Berlin to Helsinki Day 9: Kaliningrad

At the request of my mom, I will write a little more about food. Maybe she's worried that I'm not eating enough. Since we were in Russia, we made a mission to only try food off the menu that we couldn't understand. This was not difficult because since Kaliningrad is not very touristy, there is no English menu option and nobody speaks English. Yes, we did try at least one of everything below, and yes it was like eating 5 meals in one day but we are hungry, hungry bikers.
So, here are our selections:
* Квас (Kvass)- a brewed grain without alcohol, tastes a little like liquid bread. A popular drink for a hot day. We saw stands like the one below all over the city who brewed their квас daily.

* Морс (Morse) - a fresh cranberry juice/tea which seemed to have some other herbs inside it. Very refreshing
* Щи (Stchi)- A sour soup with onions, cabbage and sour cream
* Борщ (Borstch) - the quintessential Russian/Ukrainian beet soup. This one was especially good since it also had potatoes and onions in it!
* Блинчик с творогом (Blinchik s Tvorogom) - Also known as Blini; it is сметана (smetana), kind of a sweet creamy cottage cheese wrapped in what resembles a French crêpe.
* Самса (Samsa) - pastry triangles filled with either meat or potatoes. I guess like Samosa from Madagascar or parts of Africa but not fried.
* Шашлык (Shashlik) - meat skewers, basically shish-kabobs with lamb and served with raw onions on the side
* Чучвара (Chuchuvara) - a tasty vegetable broth with some kind of small, meat-filled wonton inside
* Лагман (Lagman) - soup with onions, potatoes and noodles
* Вобла (Vobla)- dried, salted fish, a specialty from our host's hometown of Ashkatan in south- central Russia. A little bit like fish jerky (but home-made)
* Конфети - special Russian milk-chocolate individually wrapped candy. Only available to be bought by the kilogram.
We also ate quail egg omelets for breakfast.

Quail eggs
But we didn't just eat during our day in Kaliningrad. As we waddled around the center, we spent the morning and early afternoon with our wonderful hosts Boris and Dasha who filled our head with as many facts about Kaliningrad and Russia as was feasibly possible to fit into several hours of conversation. They actually took us on an extended tour of most of the city. Starting with the cathedral and te tomb of Emmanuel Kant. Kaliningrad belonged to Germany until 1984 and was known as Königsberg, Kant was buried here:

Although I find his resting place to be more decadent and colorful than his literature.
We also saw the opera house/theater, but we probably wouldn't have had much luck seeing Romeo and Juliette in Russian.
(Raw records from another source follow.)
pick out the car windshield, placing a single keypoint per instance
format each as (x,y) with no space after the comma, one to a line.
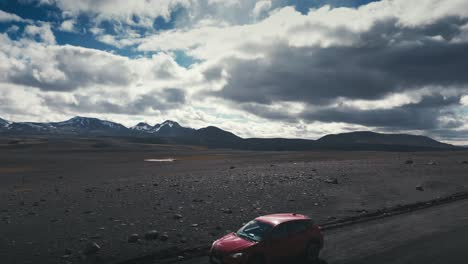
(254,230)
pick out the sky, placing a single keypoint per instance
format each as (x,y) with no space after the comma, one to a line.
(271,68)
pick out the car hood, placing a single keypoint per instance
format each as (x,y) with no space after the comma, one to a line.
(231,243)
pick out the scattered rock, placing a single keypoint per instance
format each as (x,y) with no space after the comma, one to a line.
(164,237)
(226,211)
(332,181)
(133,238)
(178,216)
(151,235)
(91,248)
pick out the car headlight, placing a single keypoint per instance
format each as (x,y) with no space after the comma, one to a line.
(237,255)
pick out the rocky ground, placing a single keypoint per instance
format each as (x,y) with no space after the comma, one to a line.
(99,201)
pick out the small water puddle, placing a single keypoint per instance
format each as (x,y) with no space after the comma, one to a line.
(160,160)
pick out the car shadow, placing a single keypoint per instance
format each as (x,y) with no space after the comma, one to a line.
(320,261)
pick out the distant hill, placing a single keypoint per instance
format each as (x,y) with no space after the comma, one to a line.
(171,132)
(369,139)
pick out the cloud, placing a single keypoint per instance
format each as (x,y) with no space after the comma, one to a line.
(43,33)
(8,17)
(260,69)
(261,7)
(68,26)
(432,112)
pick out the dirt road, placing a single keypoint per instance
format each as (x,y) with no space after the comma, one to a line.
(438,235)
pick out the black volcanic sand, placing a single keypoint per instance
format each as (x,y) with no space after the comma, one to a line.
(56,195)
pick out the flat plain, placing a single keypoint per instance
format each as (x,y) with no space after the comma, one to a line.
(58,195)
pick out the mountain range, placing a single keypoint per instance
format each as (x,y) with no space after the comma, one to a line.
(171,132)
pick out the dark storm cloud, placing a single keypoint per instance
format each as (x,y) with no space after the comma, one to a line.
(387,59)
(383,62)
(71,68)
(424,115)
(158,101)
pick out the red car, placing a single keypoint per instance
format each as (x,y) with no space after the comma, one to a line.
(276,238)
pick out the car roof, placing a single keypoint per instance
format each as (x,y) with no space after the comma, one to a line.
(276,219)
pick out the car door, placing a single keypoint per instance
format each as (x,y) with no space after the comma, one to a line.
(298,236)
(278,244)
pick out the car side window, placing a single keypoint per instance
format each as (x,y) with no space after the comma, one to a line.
(279,231)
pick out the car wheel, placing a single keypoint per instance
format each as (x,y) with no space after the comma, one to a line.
(312,253)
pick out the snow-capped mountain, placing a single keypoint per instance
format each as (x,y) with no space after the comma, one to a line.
(87,123)
(4,123)
(170,132)
(167,128)
(143,127)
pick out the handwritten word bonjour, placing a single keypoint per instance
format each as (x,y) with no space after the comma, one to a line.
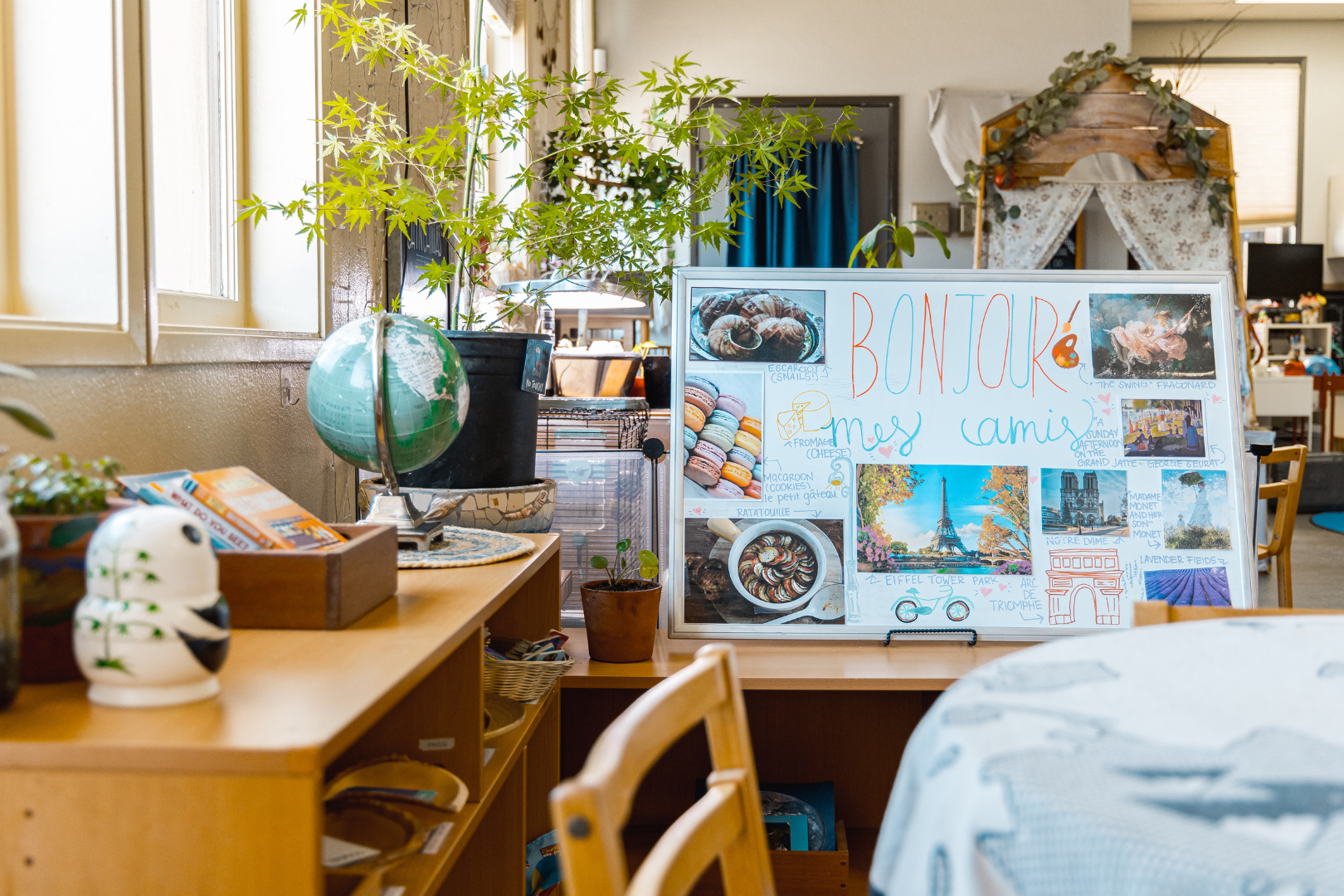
(997,323)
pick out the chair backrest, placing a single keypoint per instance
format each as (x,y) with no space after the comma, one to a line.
(1148,613)
(1288,492)
(590,811)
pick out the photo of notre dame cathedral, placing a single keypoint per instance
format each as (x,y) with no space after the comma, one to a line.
(1088,501)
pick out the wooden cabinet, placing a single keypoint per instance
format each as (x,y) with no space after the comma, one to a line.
(222,796)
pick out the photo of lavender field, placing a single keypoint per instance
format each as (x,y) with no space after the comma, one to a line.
(1198,587)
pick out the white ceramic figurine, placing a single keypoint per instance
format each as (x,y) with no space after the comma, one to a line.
(152,629)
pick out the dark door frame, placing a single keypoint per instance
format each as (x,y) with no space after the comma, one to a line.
(893,104)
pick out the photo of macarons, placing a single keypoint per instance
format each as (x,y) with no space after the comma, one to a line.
(722,436)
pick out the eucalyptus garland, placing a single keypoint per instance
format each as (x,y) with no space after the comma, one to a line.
(1049,112)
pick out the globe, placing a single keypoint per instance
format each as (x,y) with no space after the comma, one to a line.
(426,392)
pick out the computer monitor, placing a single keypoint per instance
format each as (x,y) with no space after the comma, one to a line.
(1283,270)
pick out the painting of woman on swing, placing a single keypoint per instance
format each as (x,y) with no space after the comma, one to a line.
(1147,336)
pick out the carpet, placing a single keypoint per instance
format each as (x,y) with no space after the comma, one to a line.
(1333,522)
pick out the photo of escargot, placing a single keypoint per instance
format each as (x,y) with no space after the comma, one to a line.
(763,325)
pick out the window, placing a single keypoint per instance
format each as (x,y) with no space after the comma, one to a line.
(73,288)
(1261,100)
(121,167)
(191,127)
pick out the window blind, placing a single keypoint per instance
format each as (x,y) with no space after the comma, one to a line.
(1261,104)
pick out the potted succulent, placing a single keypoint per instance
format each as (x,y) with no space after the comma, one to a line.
(621,614)
(600,191)
(56,504)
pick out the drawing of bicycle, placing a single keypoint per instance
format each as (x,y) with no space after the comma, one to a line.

Mylène along with Boris and Dasha in front of the theater in the center of Kaliningrad.
We also passed in front of the law university. Boris pointed out the statue of two bisons butting heads which symbolizes debates and the transfer of knowledge by argument. I thought it would have been an interesting juxtaposition to see at CU, except that these bison are unusually ripped.

As I mentioned, Kaliningrad is not at all touristy. This is highlighted by the center which is decidedly more functional than other places such as Prague or Berlin where there is a featured central area with shops, museums etc. the main buildings in the center were shopping malls and an Aeroflot office space. However there was the centerpiece of a newly reconstructed Russian Orthodox Church.
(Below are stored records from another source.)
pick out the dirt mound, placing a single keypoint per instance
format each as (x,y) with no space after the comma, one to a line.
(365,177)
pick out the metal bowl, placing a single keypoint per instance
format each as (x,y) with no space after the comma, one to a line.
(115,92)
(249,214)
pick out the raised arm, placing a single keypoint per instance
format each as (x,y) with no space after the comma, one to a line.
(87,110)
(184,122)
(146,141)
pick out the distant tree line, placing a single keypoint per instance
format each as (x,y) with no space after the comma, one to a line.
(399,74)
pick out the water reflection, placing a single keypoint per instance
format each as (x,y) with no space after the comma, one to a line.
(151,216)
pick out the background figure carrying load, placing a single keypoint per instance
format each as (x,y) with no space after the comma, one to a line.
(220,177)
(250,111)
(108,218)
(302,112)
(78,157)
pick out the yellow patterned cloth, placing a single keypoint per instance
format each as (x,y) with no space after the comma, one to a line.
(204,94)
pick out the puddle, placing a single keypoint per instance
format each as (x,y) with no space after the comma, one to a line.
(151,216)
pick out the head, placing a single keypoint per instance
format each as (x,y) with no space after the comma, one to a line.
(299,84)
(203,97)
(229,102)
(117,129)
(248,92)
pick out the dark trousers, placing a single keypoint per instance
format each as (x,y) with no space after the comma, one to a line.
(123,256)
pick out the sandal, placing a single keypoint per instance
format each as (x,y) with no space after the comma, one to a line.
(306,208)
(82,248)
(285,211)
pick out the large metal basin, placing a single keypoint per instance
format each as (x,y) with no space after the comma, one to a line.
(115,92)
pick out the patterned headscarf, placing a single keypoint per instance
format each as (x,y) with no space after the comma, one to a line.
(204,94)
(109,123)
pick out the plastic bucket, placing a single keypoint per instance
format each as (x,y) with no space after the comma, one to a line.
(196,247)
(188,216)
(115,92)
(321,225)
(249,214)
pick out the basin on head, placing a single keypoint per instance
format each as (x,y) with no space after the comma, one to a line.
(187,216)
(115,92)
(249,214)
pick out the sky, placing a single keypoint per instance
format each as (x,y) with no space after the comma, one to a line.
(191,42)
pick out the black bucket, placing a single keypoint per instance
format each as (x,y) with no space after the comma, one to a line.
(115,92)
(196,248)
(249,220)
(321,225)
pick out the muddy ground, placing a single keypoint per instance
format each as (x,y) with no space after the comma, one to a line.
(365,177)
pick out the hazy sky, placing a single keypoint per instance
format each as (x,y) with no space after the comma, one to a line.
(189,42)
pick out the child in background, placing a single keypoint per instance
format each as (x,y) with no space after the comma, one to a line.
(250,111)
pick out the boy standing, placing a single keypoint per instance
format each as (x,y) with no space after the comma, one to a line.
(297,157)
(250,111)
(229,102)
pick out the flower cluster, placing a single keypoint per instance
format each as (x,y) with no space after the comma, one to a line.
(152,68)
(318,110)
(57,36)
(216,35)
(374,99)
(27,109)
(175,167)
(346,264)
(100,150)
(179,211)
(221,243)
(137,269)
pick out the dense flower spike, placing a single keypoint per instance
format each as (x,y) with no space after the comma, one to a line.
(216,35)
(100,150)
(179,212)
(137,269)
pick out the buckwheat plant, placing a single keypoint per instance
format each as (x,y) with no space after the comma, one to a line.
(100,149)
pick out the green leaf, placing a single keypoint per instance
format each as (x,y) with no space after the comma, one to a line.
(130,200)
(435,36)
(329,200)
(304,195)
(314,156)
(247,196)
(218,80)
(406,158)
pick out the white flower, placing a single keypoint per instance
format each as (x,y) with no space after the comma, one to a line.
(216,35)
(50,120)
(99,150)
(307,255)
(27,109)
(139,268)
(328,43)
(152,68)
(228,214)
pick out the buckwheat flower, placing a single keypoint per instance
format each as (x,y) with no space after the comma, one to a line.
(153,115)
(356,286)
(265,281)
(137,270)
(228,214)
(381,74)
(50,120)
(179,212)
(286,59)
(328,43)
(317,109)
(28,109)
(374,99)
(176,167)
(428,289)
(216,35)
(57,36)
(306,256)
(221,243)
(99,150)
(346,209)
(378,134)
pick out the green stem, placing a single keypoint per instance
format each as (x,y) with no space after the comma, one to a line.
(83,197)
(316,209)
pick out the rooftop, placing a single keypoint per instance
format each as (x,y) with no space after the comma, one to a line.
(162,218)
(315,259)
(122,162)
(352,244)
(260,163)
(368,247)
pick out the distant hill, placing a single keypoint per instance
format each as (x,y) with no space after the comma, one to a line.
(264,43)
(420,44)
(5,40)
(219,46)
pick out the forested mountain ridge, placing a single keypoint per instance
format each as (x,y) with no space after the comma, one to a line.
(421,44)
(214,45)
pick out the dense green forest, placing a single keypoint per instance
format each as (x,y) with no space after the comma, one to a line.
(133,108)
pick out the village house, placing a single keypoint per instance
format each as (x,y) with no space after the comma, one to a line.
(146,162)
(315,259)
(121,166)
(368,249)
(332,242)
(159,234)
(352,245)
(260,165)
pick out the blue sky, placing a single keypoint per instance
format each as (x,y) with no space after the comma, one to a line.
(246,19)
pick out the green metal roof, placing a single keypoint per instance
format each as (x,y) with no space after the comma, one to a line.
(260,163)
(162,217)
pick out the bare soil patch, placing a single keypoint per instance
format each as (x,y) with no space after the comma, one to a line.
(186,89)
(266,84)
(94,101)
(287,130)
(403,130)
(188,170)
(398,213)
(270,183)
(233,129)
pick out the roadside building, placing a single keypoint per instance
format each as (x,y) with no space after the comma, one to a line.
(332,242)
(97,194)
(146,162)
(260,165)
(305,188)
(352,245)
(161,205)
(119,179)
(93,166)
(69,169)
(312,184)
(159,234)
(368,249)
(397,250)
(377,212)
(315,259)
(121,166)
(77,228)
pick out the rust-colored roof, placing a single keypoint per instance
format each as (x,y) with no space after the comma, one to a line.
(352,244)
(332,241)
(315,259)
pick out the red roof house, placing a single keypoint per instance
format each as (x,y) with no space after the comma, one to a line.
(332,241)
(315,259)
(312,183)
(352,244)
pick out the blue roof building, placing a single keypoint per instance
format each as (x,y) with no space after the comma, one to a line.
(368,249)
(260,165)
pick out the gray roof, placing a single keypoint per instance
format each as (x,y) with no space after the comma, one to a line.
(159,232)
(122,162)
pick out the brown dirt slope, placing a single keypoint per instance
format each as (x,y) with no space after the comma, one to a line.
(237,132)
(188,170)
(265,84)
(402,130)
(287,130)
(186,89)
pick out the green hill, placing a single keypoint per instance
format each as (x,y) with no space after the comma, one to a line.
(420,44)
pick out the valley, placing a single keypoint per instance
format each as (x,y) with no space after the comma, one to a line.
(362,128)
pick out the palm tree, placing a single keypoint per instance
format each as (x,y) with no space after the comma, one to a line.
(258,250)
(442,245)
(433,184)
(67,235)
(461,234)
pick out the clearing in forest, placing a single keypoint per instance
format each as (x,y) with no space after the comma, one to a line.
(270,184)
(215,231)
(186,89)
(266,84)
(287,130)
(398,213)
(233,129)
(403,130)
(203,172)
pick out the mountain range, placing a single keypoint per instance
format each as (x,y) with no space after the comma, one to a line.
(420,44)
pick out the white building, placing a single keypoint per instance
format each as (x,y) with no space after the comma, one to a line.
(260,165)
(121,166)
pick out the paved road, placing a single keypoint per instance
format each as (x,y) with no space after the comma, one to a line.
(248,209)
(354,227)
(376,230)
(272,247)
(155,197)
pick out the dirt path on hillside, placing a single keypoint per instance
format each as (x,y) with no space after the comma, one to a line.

Most of Kaliningrad was bombed during the WWII (as with most places held by Germany) and only a few schools and churches remained. This church's facade has been completed but inside it it still being painted and the alter is also under construction, but the doors behind it are as gold as the roof on the building.
We also learned that Kaliningrad is responsible for about 90% of the world's amber. In fact, there are amber deposits on the beaches all over the Baltic Sea. There is also a large amber market. Our hosts took us to the amber museum and we learned more about its production as well as saw pretty much every way in which it is used.
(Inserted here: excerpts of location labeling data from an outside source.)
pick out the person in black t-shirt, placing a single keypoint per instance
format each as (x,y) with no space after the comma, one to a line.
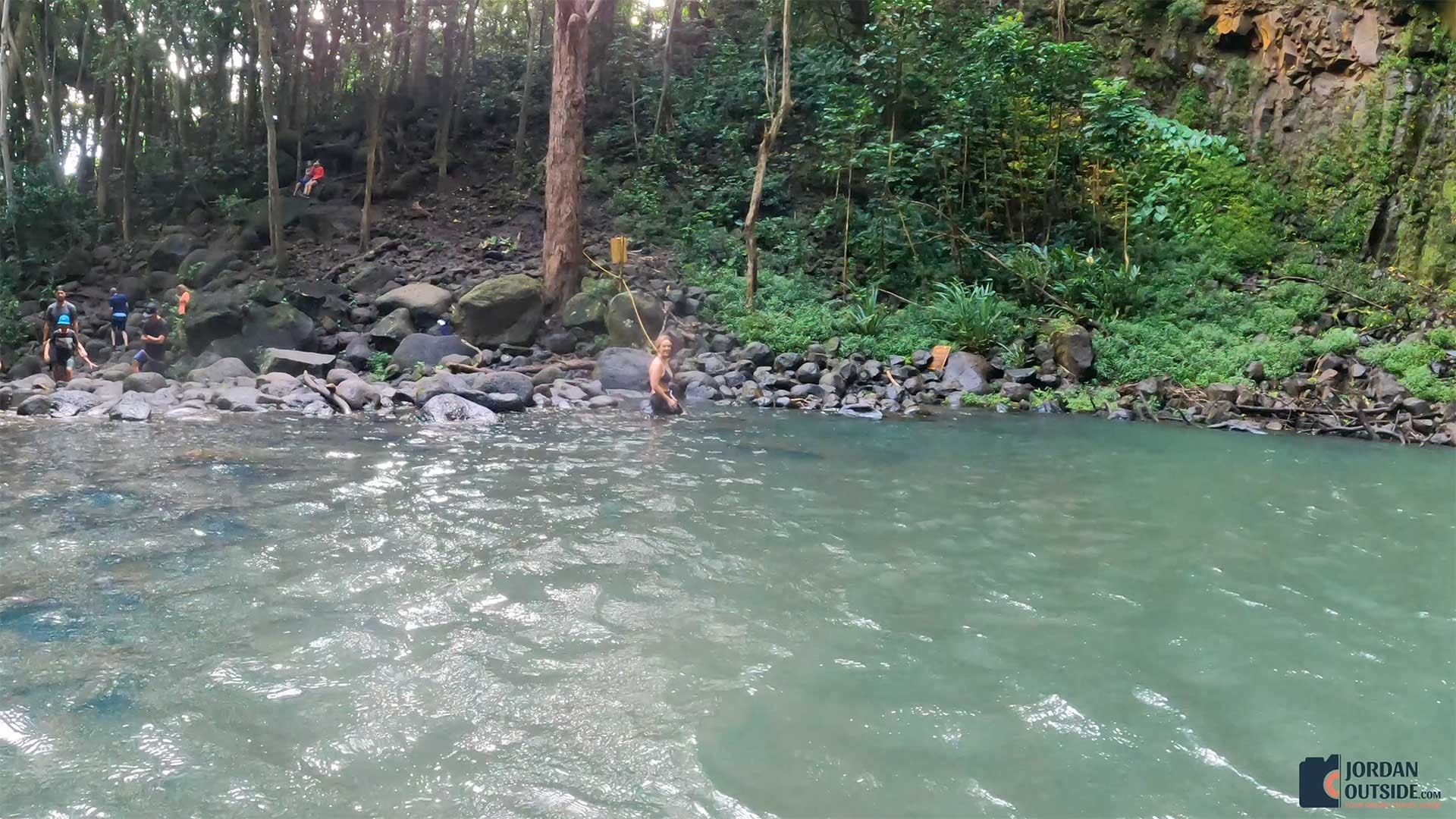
(120,309)
(153,354)
(53,314)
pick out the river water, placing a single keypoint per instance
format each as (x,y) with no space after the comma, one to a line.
(736,614)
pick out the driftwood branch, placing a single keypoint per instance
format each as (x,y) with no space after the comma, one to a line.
(312,382)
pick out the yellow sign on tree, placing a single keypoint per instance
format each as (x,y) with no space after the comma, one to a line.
(938,356)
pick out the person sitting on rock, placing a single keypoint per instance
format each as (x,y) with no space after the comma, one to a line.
(315,177)
(61,350)
(153,354)
(53,314)
(305,180)
(120,309)
(660,379)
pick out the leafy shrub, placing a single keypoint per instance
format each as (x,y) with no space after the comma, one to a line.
(379,365)
(867,315)
(973,318)
(1411,363)
(1442,337)
(1340,340)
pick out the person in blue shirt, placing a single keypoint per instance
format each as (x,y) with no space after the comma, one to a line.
(120,309)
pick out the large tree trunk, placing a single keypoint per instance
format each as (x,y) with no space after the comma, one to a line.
(674,9)
(5,105)
(532,37)
(274,194)
(566,143)
(419,49)
(764,146)
(128,167)
(248,93)
(376,115)
(108,140)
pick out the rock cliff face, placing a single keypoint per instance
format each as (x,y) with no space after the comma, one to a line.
(1302,79)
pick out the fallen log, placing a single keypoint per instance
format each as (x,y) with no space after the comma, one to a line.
(312,382)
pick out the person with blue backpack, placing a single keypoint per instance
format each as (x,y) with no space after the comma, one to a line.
(120,309)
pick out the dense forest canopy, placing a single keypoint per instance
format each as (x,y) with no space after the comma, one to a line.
(976,174)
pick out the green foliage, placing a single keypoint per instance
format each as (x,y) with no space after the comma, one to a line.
(1014,354)
(1340,340)
(1185,11)
(379,365)
(971,316)
(42,222)
(867,315)
(971,400)
(12,330)
(1193,108)
(1196,353)
(1411,362)
(232,206)
(1443,337)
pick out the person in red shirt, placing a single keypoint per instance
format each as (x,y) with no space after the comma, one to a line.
(315,177)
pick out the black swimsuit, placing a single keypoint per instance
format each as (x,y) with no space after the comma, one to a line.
(661,406)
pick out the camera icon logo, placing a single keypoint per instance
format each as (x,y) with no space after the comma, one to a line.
(1320,781)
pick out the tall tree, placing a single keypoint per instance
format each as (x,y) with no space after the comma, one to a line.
(532,37)
(764,146)
(564,152)
(674,9)
(128,165)
(5,105)
(109,99)
(274,194)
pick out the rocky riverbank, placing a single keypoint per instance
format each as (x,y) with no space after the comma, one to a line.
(346,338)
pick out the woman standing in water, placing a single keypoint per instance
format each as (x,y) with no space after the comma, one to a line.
(660,379)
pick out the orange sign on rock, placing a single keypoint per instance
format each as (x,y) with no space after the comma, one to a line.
(938,356)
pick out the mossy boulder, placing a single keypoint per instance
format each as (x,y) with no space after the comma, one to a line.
(585,311)
(623,325)
(503,311)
Mylène in front of an Amber vase at the Amber Museum.
After our hosts left us to our own devices we tried to go to the local market to get some snacks for our trip to Lithuania tomorrow as well as some ingredients to make crêpes in the morning.

Mylène exploring the central market.
After our day of waking around, we finished it on a nice terrace overlooking a lake to try out all of the fine foods listed above.
Tomorrow our Russian visas will expired - we better leave...and you wonder why they haven't developed the city for tourists...

A typical Kruschev-era building found in Kaliningrad, and often throughout Eastern Europe, even Berlin. They were built as temporary replacements to the bombed out buildings. But, as Boris pointed out, "the most temporary solutions are often permanent."